Uccidere per lavorare
InHuman Resources (2012) è il quarto cortometraggio realizzato da Michele Pastrello, regista veneziano emergente, e come i precedenti anche questo film sa cogliere i problemi che affliggono la società contemporanea per trasformarli in immagini struggenti. Se Ultracorpo (2011) accennava soltanto alla crisi economica italiana, InHuman Resources ne fa la tematica di fondo.
Il corto in questione è per quasi tutta la sua durata costituito da una sfida tra quattro ragazzi, ognuno dei quali determinato a ottenere il premio finale. Sembrerebbe quasi un videogame se non fosse che per vincere la sfida bisogna uccidere tutti gli altri partecipanti e la posta in gioco riguarda un posto di lavoro, un privilegio che soltanto uno potrà ottenere. É incredibile come Pastrello metaforizzi la questione lavorativa italiana (e non solo) con un gioco mortale che mischia assieme horror e dramma. Il messaggio è chiaro: in una situazione come la nostra pur di lavorare si è disposti anche ad uccidere. Una sfida senza limiti fra i capannoni vuoti e deserti di una fabbrica – il simbolo dell’attuale crisi in cui le industrie falliscono, chiudono, licenziano i dipendenti e nel frattempo l’economia cola a picco – che vede protagonisti dei poveri ragazzi – i veri protagonisti della crisi – che pur di lavorare arrivano ad uccidere i propri avversari con ogni mezzo. Persone che in condizioni di “normalità” non arriverebbero a tanto ma che, in una situazione così nera dove ormai non c’è più nulla da perdere, si trasformano in assassini pur di sopravvivere, nonostante siano consapevoli che ciò che fanno è sbagliato. Vengono a cadere le regole della civilizzazione e ognuno segue il proprio istinto di sopravvivenza, se la situazione non cambia questa sembra l’unica regola per il nostro futuro.

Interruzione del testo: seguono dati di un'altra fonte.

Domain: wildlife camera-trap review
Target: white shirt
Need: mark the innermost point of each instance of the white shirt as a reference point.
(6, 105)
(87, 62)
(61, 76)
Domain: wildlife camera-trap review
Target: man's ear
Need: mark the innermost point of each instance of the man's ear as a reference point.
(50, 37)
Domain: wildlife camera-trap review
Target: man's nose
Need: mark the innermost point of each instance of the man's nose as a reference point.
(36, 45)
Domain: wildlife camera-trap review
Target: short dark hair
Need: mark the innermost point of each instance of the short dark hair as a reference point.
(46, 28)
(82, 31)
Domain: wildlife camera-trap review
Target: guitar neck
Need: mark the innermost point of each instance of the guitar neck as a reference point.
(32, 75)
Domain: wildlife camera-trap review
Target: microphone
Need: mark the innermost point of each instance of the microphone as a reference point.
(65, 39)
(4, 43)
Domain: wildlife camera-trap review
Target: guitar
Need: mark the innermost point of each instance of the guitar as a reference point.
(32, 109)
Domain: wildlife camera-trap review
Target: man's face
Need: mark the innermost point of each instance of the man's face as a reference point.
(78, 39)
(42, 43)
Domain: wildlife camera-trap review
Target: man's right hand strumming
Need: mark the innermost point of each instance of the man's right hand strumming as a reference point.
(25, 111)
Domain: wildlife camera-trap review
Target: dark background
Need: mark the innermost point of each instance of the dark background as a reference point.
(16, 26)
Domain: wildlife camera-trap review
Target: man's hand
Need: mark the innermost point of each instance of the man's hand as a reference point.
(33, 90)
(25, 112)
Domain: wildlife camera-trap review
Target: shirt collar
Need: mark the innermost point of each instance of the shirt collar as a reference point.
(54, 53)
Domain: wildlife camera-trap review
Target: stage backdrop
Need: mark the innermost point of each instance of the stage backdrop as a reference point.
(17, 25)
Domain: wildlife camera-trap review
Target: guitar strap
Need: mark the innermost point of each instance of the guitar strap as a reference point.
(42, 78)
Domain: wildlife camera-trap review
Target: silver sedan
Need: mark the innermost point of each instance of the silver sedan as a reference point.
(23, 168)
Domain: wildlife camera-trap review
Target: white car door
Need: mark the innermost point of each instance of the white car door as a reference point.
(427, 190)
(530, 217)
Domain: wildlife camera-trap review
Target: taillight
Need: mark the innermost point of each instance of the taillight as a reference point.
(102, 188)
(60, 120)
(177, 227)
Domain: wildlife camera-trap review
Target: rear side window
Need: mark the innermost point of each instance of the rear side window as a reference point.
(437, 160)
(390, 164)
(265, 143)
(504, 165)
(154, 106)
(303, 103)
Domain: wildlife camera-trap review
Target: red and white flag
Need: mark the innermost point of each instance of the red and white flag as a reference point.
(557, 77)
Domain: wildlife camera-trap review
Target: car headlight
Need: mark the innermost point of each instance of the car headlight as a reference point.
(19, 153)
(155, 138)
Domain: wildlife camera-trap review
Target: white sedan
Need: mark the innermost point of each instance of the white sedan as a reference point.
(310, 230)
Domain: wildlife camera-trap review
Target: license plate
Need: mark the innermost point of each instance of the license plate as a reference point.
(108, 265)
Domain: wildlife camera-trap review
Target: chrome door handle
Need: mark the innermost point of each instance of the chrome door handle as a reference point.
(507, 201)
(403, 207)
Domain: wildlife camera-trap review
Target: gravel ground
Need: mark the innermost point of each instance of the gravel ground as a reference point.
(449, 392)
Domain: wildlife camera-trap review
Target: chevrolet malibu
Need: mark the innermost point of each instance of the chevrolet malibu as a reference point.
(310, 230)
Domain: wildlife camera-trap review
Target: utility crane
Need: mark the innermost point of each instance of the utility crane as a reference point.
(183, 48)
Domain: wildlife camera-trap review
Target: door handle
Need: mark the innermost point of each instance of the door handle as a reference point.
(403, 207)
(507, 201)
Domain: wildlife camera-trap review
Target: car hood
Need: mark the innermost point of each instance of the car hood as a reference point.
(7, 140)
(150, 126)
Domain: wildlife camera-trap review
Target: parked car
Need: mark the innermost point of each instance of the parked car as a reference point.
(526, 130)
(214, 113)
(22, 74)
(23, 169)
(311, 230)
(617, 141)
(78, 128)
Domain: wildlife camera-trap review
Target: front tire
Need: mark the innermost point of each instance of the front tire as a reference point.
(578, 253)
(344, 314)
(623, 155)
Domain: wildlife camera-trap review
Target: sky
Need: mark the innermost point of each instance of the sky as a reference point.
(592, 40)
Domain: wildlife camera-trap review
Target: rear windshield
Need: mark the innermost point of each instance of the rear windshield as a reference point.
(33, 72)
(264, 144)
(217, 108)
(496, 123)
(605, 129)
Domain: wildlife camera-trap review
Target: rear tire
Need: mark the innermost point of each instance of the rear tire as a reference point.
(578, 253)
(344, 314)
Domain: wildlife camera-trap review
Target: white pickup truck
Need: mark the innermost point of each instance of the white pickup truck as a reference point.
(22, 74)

Ma il gioco dei quattro ragazzi è ben più macabro perché controllato tramite microcamere posizionate fra i viali della fabbrica e sui vestiti dei ragazzi. Chi controlla sono i manager della società nella quale il vincitore andrà a lavorare: sembra non esserci scampo al controllo esercitato dalla classe dirigente sulle masse inermi. E che dire del finale in cui il vincitore, ottenuto l’ambito posto di lavoro viene applaudito in una riunione con il manager per aver superato la “prova”. Attraverso questa macabra metafora Pastrello – e siamo solo al quarto cortometraggio – ancora una volta colpisce per la franchezza con cui analizza la contemporaneità e ci fa riflettere – anche se non ce ne sarebbe bisogno – sulla crisi che ci affligge. Almeno il cinema italiano si è accorto di ciò che sta accadendo.